Fremdwährungskredite zur Finanzierung von Einkünften aus Vermietung und Verpachtung

Univ.-Prof. Dr. Reinhold Beiser

Das objektive Nettoprinzip und eine systemkonsistente Einmalerfassung im Licht der Grundfreiheiten des AEUV

Werden Einkünfte aus Vermietung und Verpachtung mit Fremdwährungskrediten finanziert, stellt sich die Frage, wie Fremdfinanzierungskosten samt Kursgewinnen und Kursverlusten ertragsteuerrechtlich einzuordnen sind.
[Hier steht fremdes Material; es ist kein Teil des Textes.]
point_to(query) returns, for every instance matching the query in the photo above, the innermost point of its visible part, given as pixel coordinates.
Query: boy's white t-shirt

Der Beitrag sucht eine systemkonsistente Lösung in den Grundprinzipien der Einkommensteuer und der Freiheit des Kapitalverkehrs.

Eine natürliche Person A kauft ein Mietgebäude um 20 Mio € Entgelt. Die Anschaffungskosten werden mit 10 Mio € Eigenmitteln und mit 10 Mio € Fremdwährungskredit finanziert: Der Fremdwährungskredit wird auf 10 Jahre endfällig aufgenommen. Die Zinsen in Höhe von 5 % pa (ganzjährig) sind jeweils zum 15. Jänner des Folgejahres fällig. Ein Kredit in Euro würde 7 % Zinsen pa kosten.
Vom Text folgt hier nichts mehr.